One of my coaching clients, Joe (not his real name), was dating and hoping to find someone for a long-term relationship.
He had written a list of what he was looking for and fine-tuned it. He’d done a lot work to heal after his first marriage ended.
There was some work we could do together around clarifying his values and how to screen, sort and test possible relationship partners.
Also, like many sex positive people, he had some mixed feelings about monogamy vs. an open or polyamorous relationship. During his coaching sessions, one of the things we talked about was how his lack of clarity about the relationship model he wanted was a potential minefield. It could bring unintended pain into his next relationship.
The biggest issue that was blocking Joe from finding a life partner to marry was that he simply could not imagine himself in a relationship.
Now, this problem was not apparent to Joe at all. Had anyone pointed that out to him early on he would have strongly denied it, left, right and center.
Although dating to find a life partner is a common concern of many of my coaching clients, the relevance of this issue was not clear to me at first either. This is one reason why a series of coaching conversations over time can be so helpful in uncovering the deeper awareness that can show you the way forward.
Every time Joe dated someone he quickly came up with all the reasons why it could not and would not work with that person.
On the surface this did not seem like a problem.
After all there needs to be some chemistry. It’s important to not settle for just anyone. This means it takes time.
It’s part of the dating process to meet lots of people who are not a good match.
Like many people over 40, Joe’s life was complicated. There was work, commitments to a church and social groups, hobbies, two homes along with two cars and a pool and garden to maintain.
In addition, there were regular vacations and ski trips. Joe also loved entertaining and cooking for a crowd.
In a lot of ways, Joe had a perfect life. So why wasn’t he finding that special someone?
As we talked over a series of coaching sessions, it became clear that in the midst of maintaining and enjoying his busy life, Joe had not really imagined how a life partner would fit in.
Yes, he had time for some dates. He knew a relationship would bring some adjustments. He was careful to talk in an evolved way about being open to the “growing pains” of that.
Still, it looked like he did not have space in his life for another person.
The deeper issue though was his imagination.
Joe had already thought of all the wonderful things – like great sex, hosting parties and going on ski trips together.
Sure, he could be more specific in his imagination in those areas. But the biggest issue was that he hadn’t paused to really imagine what a normal day would look like.
Joe also wasn’t very visual, so at first, he did not like my suggestion to visualize.
Visualization is about all five senses
While the word visualization is most commonly used, the word imagine would be much better.
You can imagine with any of your five senses, as well as that gut “feeling” that we might call a felt sense or some would call a sixth sense.
If you don’t visualize easily see if you can imagine. Think about all your senses.
In that ideal situation, what would be the sounds, the feeling on your skin or deep inside where you feel things, Notice and imagine even the smells and tastes of that desired situation. How would your morning coffee taste or feel differently after you found and married that special person,
Let yourself imagine and feel how good it will be
Most children have a vivid imagination. Often in our society, as we grow up, the rules and discipline of school, work and social expectations strongly influence us to disconnect from our imagination.

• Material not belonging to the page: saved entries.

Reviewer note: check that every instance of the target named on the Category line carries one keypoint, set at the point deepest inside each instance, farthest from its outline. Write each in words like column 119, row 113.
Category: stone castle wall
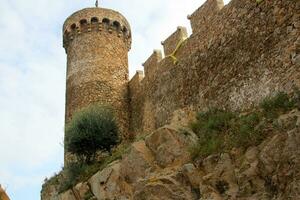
column 236, row 55
column 97, row 42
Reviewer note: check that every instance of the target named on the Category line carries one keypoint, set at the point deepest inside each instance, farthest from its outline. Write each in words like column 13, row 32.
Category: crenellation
column 236, row 56
column 203, row 16
column 151, row 64
column 172, row 42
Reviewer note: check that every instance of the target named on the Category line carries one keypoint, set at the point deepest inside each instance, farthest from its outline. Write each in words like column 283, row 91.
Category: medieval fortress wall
column 236, row 55
column 97, row 42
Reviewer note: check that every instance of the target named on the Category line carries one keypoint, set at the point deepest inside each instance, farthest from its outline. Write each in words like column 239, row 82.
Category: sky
column 32, row 78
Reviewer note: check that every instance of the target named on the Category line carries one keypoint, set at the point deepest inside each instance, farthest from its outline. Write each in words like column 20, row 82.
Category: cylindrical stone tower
column 97, row 41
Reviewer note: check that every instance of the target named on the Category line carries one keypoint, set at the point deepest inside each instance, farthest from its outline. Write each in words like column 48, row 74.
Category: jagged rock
column 135, row 164
column 81, row 190
column 3, row 195
column 107, row 184
column 68, row 195
column 219, row 179
column 289, row 120
column 268, row 171
column 170, row 184
column 170, row 144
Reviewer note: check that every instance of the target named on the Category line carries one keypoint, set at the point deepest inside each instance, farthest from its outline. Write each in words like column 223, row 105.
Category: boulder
column 107, row 184
column 135, row 164
column 170, row 145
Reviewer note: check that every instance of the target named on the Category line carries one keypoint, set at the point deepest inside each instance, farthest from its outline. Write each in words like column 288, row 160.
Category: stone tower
column 97, row 41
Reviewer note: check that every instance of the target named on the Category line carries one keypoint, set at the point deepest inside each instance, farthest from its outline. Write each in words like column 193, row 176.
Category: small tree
column 91, row 130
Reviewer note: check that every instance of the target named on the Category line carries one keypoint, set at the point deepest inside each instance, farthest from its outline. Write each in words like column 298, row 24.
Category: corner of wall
column 202, row 16
column 151, row 64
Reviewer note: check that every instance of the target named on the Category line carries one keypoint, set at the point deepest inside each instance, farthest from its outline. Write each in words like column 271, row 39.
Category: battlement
column 96, row 20
column 151, row 64
column 235, row 57
column 171, row 43
column 203, row 15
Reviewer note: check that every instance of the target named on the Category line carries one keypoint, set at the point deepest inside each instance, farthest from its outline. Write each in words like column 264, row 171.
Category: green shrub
column 220, row 130
column 91, row 130
column 72, row 173
column 274, row 105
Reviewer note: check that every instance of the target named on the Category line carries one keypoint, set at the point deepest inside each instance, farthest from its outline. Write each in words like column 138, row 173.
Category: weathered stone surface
column 137, row 162
column 168, row 185
column 97, row 41
column 3, row 195
column 107, row 184
column 170, row 145
column 270, row 170
column 68, row 195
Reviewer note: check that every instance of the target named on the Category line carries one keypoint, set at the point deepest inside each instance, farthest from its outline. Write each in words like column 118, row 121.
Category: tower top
column 96, row 13
column 95, row 17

If imagination seems too far a stretch, see if you can gently increase your curiosity.
Look for things in your daily life to be curious about. It can be a doorway to imagination.
Then give yourself some space and time to thoroughly imagine. Call it meditation if that helps you feel freer to take the time to do so.
Imagine that thing you want – that relationship or sexual experience, the new home or better job. What would that feel like with all your senses, not just visually,
Be specific and detailed in your visualization
Make a point to imagine all aspects of what you want. If you’re looking for a boyfriend or girlfriend or someone to marry, then imagine everything.
Don’t stop with imagining the sex and the vacations.
Take some time to imagine the supportive and friendly way that disagreements and arguments play out. On a rushed, busy morning before work who will use the bathroom first, How will you be with each other if one of you is sick,
Be specific in your imagination. Don’t just think “nice beach vacation.” Where will this be, Will the beach be rocky or sandy, How long with it take to get there, What will the lodging look like, The meals, How big are the waves, How bright is the sun, What would you do if it rained or you got sunburned,
Why visualization and imagination are so powerful
Movie stars, politicians and Olympic athletes have all used visualization to bring their dreams to life, and you can too.
One of the reasons that visualization is so powerful is that the unconscious mind does not distinguish between something you are experiencing and something you’re only imagining.
By imagining (visualizing) you put yourself into a mental state that is more resonant or compatible with the reality. That more compatible mindset makes it easier for you to take the steps to make what you long for a reality in your life. It makes you more magnetic to the people who will help you experience the things you long for.
Invite your longings into reality through creative imagination
Visualization – or creative imagination in all its forms – can be an effective help for manifesting your longings in the arena of relationships, sexuality and intimacy. Take some time to be calm and relaxed. Focus your attention on the process.
Imagine with all your senses. Be specific and let yourself imagine and feel what it will be like. Make it a practice to do this regularly.